Moreover, the passage that follows immediately after explicitly warns against losing the original, true mind:

Do not dwell in the two biased views. Make sure you do not pursue. The moment you think about right and wrong, that moment you unwittingly lose your true mind. (Note: 二見不住 慎勿追尋 才有是非 紛然失心)

Whether translated as Faith in Mind, Believing in Mind, Trust in Mind, or The Truthful Mind, the central message of the Xinxin Ming is the same: to point directly to Mind by giving up one-sided views so we can see the One Suchness of reality as it is. (Note: 心若不異 萬法一如)
== Excerpts ==
=== Opening verse ===
The opening verse, variously translated, sets out the fundamental principle:

 The best way [Great Way, the Tao] is not difficult
 It only excludes picking and choosing
 Once you stop loving and hating
 It will enlighten itself.
 (trans. D. Pajin)

Alternatively:

 The Perfect Way knows no difficulties
 Except that it refuses to make preferences;
 Only when freed from hate and love,
 It reveals itself fully and without disguise
 (trans. by D.T. Suzuki)

And also:

 There is nothing difficult about the Great Way,
 But avoid choosing!
 Only when you neither love nor hate,
 Does it appear in all clarity.
 (trans. R.H. Blyth, Zen and Zen Classics)

=== Last verse ===
The poem ends with:

 Emptiness here, Emptiness there,
 but the infinite universe stands always before your eyes.
 Infinitely large and infinitely small;
 no difference, for definitions have vanished
 and no boundaries are seen.
 So too with Being
 and non-Being.
 Don't waste time in doubts and arguments
 that have nothing to do with this.
 One thing, all things:
 move among and intermingle, without distinction.
 To live in this realization
 is to be without anxiety about non-perfection.
 To live in this faith is the road to non-duality,
 Because the non-dual is one with the trusting mind.
 Words! The Way is beyond language,
 for in it there is
 no yesterday
 no tomorrow
 no today.
(trans. Richard B. Clarke)

Alternatively:

 One in All,
 All in One—
 If only this is realized,
 No more worry about your not being perfect!
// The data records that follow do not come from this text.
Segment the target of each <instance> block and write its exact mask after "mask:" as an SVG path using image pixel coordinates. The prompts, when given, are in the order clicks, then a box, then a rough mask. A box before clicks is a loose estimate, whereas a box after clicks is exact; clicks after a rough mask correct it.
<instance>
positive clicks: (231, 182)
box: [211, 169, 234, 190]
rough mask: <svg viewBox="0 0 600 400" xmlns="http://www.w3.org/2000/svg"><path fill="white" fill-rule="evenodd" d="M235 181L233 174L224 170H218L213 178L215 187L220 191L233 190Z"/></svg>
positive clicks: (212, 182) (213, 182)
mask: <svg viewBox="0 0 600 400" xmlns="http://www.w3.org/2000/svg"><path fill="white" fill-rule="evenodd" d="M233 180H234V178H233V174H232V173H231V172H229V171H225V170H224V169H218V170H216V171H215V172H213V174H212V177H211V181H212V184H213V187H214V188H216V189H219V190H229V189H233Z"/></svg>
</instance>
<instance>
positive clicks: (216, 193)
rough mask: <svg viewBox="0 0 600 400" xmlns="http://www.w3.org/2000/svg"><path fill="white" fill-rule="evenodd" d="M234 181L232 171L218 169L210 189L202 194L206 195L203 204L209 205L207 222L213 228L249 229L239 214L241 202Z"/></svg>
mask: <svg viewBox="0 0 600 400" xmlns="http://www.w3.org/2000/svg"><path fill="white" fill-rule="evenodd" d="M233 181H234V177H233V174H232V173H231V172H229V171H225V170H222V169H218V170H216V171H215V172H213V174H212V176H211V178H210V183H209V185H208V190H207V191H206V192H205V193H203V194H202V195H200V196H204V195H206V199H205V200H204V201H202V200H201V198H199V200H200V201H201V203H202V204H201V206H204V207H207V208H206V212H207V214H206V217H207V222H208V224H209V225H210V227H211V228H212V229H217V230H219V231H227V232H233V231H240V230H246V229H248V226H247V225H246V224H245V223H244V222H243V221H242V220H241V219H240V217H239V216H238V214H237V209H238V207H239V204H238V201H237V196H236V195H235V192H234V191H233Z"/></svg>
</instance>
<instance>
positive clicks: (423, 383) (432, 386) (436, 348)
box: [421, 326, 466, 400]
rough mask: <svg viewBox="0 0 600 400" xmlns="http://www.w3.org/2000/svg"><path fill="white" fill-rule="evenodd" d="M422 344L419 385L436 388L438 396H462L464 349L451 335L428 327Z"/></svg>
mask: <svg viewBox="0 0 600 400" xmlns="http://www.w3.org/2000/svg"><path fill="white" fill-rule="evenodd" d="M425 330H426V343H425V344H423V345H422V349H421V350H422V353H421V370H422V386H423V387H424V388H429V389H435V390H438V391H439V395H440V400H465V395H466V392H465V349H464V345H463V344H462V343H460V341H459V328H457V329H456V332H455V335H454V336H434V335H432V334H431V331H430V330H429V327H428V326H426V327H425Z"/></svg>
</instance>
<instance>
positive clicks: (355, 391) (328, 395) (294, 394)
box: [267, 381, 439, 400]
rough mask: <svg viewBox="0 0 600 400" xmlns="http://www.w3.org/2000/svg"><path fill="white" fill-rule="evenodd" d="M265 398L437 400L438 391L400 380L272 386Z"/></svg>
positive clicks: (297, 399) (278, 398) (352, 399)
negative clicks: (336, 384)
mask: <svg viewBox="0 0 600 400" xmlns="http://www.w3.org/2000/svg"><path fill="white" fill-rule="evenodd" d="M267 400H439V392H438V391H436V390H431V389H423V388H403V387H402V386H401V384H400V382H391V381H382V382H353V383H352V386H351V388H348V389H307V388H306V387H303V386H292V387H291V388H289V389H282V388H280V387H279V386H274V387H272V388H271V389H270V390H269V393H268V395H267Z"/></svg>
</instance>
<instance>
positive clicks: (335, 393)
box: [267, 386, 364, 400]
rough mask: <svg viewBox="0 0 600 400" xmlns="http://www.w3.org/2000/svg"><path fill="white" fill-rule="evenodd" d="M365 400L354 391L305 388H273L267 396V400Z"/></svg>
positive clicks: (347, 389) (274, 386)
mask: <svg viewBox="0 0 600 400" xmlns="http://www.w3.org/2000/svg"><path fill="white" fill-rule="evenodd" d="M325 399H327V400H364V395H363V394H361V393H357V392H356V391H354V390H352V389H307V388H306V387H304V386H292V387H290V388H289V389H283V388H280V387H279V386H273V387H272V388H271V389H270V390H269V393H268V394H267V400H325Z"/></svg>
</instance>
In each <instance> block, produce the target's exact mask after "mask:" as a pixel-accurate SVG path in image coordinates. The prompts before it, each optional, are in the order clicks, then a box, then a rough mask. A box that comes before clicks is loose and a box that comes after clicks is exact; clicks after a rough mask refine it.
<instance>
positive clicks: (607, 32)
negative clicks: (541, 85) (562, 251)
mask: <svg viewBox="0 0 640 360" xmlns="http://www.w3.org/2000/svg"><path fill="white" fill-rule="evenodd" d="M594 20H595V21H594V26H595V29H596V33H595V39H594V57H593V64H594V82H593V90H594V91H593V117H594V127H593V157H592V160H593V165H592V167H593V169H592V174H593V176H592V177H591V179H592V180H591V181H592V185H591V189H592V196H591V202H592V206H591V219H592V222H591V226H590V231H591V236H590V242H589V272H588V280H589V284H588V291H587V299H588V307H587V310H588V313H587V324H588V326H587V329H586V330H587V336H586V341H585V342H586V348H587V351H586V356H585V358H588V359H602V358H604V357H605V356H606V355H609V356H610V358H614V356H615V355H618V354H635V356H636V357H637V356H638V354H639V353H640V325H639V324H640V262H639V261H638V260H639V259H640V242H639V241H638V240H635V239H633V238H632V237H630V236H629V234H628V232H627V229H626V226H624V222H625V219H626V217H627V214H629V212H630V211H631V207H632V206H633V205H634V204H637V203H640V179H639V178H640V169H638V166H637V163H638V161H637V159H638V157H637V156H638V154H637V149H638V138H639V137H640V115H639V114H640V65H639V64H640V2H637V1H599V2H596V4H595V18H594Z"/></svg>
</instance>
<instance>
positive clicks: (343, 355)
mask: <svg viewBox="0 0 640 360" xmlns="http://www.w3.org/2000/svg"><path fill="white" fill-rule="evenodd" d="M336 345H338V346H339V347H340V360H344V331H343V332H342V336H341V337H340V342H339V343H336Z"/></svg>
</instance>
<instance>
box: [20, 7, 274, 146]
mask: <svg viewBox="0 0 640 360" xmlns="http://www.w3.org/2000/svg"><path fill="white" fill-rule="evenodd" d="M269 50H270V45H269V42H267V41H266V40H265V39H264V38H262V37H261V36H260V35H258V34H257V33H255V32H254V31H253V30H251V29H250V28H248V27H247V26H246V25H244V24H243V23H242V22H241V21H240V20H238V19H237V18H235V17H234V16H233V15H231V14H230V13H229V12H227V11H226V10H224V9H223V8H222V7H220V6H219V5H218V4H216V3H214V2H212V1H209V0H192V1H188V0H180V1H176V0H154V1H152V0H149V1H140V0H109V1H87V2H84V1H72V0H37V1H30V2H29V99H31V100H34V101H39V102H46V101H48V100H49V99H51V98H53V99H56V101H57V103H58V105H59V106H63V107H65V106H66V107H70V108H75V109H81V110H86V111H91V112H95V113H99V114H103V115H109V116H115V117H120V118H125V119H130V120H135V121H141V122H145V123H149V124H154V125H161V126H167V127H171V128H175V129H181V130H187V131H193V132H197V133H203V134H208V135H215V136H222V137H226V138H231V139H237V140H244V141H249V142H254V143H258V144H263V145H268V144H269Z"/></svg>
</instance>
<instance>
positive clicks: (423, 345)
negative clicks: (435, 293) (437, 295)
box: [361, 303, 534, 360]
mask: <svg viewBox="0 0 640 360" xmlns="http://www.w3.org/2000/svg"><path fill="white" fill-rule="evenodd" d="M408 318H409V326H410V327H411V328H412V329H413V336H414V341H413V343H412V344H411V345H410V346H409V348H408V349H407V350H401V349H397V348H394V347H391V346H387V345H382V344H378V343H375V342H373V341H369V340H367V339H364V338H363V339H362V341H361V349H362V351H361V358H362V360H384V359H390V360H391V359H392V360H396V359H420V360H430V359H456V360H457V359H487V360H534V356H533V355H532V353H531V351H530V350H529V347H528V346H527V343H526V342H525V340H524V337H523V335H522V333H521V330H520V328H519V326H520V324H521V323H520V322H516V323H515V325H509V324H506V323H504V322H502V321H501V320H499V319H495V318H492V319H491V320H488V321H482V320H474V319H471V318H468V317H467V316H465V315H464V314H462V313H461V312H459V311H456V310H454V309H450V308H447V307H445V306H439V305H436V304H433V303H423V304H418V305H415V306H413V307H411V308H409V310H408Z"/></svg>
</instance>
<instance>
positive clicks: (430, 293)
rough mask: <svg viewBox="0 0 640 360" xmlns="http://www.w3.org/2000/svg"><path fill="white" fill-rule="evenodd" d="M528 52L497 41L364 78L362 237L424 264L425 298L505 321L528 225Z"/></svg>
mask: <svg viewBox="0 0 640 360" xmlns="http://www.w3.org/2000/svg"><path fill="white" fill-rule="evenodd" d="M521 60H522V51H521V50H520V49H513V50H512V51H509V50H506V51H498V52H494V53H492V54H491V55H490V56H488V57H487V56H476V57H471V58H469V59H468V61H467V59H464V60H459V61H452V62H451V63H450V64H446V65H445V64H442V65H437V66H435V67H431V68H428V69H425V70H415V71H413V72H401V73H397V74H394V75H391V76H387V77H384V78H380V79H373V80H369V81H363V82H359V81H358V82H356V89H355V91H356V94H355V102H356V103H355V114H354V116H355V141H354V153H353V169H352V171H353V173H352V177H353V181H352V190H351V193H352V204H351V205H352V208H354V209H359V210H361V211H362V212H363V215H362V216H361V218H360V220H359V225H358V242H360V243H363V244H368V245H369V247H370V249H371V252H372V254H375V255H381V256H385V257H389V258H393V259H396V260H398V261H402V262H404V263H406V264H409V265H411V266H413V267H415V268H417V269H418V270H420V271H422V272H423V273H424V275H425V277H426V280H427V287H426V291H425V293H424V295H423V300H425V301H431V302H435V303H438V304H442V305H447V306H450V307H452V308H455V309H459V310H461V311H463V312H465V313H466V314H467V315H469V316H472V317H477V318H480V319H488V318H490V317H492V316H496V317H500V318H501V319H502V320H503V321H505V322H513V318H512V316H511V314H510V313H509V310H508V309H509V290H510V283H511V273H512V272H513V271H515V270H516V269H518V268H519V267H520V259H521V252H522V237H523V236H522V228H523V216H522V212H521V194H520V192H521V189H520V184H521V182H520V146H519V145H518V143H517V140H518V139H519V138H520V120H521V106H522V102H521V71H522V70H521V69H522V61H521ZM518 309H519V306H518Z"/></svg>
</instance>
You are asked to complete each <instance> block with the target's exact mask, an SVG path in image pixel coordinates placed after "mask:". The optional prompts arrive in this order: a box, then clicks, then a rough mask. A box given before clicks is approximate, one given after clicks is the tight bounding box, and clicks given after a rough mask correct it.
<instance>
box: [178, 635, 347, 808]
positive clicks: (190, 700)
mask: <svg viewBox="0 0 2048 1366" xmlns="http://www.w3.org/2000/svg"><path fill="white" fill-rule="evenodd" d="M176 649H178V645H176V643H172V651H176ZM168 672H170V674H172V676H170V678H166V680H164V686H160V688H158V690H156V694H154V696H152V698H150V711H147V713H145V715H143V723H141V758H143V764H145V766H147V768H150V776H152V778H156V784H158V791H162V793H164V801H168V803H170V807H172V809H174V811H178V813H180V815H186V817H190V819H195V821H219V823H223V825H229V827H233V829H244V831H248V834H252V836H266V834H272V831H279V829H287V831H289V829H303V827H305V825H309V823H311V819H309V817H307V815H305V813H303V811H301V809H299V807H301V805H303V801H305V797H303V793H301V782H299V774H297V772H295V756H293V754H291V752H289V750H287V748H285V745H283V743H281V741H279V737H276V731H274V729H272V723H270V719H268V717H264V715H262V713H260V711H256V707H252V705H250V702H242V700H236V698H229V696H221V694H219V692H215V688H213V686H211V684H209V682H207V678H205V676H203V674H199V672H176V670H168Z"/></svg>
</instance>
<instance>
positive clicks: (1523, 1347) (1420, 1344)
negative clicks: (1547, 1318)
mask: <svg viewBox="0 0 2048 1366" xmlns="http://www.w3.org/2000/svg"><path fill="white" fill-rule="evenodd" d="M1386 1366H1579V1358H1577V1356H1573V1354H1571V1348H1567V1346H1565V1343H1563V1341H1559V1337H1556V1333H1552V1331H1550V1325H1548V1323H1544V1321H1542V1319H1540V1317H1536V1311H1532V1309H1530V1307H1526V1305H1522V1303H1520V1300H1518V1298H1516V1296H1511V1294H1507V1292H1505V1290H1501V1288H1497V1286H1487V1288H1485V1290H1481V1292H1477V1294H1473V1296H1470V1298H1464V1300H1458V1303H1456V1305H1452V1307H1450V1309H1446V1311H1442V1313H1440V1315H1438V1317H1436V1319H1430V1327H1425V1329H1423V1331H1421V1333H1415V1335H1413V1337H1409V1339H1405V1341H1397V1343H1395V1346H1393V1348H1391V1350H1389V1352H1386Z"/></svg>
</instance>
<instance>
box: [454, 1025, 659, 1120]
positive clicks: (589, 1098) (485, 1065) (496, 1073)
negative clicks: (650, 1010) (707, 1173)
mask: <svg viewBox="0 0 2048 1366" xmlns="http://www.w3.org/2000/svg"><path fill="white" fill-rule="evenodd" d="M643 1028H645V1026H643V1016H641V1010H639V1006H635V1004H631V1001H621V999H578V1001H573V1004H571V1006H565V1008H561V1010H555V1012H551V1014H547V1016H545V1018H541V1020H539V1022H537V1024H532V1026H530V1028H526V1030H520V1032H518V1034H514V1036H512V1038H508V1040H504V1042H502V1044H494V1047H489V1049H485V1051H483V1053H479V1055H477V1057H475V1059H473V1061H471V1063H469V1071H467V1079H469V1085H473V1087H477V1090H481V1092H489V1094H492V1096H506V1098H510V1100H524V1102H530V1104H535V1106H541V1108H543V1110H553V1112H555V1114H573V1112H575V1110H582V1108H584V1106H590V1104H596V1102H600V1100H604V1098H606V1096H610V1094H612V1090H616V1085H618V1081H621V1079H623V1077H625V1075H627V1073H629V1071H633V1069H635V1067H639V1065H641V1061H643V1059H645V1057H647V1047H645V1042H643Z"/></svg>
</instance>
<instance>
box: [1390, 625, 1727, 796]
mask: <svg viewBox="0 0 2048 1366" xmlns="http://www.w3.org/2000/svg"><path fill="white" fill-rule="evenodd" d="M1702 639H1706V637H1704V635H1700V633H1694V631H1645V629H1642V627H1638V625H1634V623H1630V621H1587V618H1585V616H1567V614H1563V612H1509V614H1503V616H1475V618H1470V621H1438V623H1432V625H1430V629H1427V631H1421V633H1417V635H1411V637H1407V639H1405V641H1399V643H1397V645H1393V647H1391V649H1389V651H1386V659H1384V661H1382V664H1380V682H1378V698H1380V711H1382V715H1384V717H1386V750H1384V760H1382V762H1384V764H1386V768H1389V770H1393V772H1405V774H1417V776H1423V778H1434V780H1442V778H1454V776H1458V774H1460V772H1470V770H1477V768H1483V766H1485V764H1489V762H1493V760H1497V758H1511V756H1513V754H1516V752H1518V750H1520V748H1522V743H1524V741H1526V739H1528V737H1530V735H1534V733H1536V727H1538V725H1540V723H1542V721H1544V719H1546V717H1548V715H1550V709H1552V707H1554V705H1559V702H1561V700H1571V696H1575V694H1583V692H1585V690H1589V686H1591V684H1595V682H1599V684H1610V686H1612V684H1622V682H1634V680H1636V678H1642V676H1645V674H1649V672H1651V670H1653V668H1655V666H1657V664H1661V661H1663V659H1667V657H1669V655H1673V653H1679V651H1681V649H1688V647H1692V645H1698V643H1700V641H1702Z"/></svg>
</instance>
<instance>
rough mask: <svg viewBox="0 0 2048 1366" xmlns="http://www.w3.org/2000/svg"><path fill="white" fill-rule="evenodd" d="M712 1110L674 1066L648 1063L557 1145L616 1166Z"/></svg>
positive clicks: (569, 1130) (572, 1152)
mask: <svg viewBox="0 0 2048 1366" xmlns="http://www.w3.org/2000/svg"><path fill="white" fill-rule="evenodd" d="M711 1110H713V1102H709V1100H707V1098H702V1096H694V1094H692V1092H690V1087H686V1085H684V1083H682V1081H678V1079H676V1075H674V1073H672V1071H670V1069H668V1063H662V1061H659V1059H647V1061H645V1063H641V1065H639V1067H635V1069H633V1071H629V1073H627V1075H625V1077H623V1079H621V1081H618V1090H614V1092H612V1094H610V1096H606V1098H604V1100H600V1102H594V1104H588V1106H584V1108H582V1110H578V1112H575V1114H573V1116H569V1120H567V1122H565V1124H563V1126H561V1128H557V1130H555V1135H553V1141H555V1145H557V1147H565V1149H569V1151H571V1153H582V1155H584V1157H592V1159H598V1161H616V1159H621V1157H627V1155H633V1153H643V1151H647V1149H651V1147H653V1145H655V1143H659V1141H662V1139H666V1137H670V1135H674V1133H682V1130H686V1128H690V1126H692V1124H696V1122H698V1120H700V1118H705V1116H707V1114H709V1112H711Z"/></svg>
Where Mind and each believing mind are not divided,
And undivided are each believing mind and Mind,
This is where words fail;
For it is not of the past, present, and future.
(trans. D.T. Suzuki)

And also:

 One thing is all things;
 All things are one thing.
 If this is so for you,
 There is no need to worry about perfect knowledge.
 The believing mind is not dual;
 What is dual is not the believing mind.
 Beyond all language,
 For it there is no past, no present, no future.